The uninsured rate continues to drop as Obamacare’s March 31 enrollment deadline approaches. A new poll from Gallup finds the percentage of Americans who lack health insurance dropped more than 1% in the last few months, falling from 17.1% to 15.9% since the fourth quarter of 2013.
The uninsured rate previously had peaked at 18% in the third quarter of 2013, shortly before the new health insurance marketplaces opened.
The rate fell for nearly every demographic group over the past few months, especially for African-Americans and the poor, according to Gallup. The rate for those with an annual income below $36,000 dropped by 2.8% from the fourth quarter of 2013, while the percentage of African-Americans without health insurance fell 2.6%. The rate dropped by the smallest margin – a half of a percent – for those under 26, many of whom have already qualified for health insurance under their parents’ plans since 2010. The uninsured rate dropped by 1.6% for those between 26 and 34 years of age, and 1.7% for those between 35 and 64.
President Barack Obama and First Lady Michelle Obama have both publicly encouraged more Americans to sign up for health insurance in the last few months. They’ve targeted young Americans in particular with appearances on shows like The Tonight Show and the pre-game coverage for the NBA All-Star Game.
Not every demographic group saw improvements. Older Americans, who already have a significantly lower uninsured rate compared to the general population, saw a slight increase in the percentage uninsured. The percentage of American 65 and older without health coverage increased from 2% to 2.2%. And while the uninsured rate for Hispanics dropped slightly – from 38.7% to 37.9% – they remained the group most likely to lack health insurance.

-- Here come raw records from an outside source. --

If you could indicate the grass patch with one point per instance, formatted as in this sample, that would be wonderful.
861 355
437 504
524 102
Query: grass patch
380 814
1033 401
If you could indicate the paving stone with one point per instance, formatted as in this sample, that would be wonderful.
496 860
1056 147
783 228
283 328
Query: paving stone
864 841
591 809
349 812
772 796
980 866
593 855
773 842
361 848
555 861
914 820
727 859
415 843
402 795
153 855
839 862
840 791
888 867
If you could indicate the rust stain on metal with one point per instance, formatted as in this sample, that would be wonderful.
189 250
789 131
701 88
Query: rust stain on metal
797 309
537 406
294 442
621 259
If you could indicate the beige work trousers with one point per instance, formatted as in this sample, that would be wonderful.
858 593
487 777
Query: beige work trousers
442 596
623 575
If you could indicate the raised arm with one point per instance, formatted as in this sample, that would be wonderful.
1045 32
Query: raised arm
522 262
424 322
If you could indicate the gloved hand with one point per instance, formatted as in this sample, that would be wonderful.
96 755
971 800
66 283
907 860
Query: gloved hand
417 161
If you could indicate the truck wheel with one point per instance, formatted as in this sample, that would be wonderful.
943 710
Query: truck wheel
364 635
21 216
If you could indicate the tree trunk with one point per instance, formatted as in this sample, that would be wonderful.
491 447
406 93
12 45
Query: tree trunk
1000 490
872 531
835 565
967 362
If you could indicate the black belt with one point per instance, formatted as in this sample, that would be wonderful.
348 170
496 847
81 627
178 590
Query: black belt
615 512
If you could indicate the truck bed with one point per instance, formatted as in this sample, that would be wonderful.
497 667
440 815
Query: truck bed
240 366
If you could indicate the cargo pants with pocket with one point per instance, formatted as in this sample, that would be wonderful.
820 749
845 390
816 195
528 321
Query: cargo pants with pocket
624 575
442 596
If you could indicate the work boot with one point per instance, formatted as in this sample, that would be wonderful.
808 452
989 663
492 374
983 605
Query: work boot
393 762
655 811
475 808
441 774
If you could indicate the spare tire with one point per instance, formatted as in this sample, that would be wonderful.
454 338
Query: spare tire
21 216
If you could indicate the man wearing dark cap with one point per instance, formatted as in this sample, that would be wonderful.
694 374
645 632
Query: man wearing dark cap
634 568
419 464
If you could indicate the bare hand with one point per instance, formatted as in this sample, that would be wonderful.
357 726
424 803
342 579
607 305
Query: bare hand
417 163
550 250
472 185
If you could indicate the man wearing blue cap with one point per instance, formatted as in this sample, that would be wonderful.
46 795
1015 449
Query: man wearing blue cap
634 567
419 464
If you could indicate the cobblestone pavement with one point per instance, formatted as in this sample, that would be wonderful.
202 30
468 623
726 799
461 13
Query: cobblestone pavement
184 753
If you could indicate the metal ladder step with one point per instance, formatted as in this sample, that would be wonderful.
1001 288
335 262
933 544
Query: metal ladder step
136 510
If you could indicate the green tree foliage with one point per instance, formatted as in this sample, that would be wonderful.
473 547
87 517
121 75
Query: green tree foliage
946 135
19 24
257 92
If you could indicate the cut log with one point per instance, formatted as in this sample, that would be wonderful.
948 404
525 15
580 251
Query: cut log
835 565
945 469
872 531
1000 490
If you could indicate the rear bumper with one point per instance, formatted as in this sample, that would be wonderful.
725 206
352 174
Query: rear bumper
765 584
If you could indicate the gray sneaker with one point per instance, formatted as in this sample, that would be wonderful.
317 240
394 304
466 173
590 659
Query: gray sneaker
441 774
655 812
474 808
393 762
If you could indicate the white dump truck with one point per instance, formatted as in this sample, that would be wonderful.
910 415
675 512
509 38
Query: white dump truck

Although Gallup analysts do not specifically credit the Affordable Care Act with the insurance rate increase, they report the “drop could be a result of the ACA.” The Gallup survey also predicts the uninsured rate will “likely continue to fall” as the open enrollment period draws to a close in the next few weeks.
Republicans have yet to give up their campaign to repeal the law, with House Republicans scheduled to take their 51st vote to repeal or dismantle the Affordable Care Act this week. Texas Republican Sen. Ted Cruz insisted Sunday that he believes the law can be fully repealed, telling ABC’s This Week that Republicans can repeal ”every single word” of the health reform law.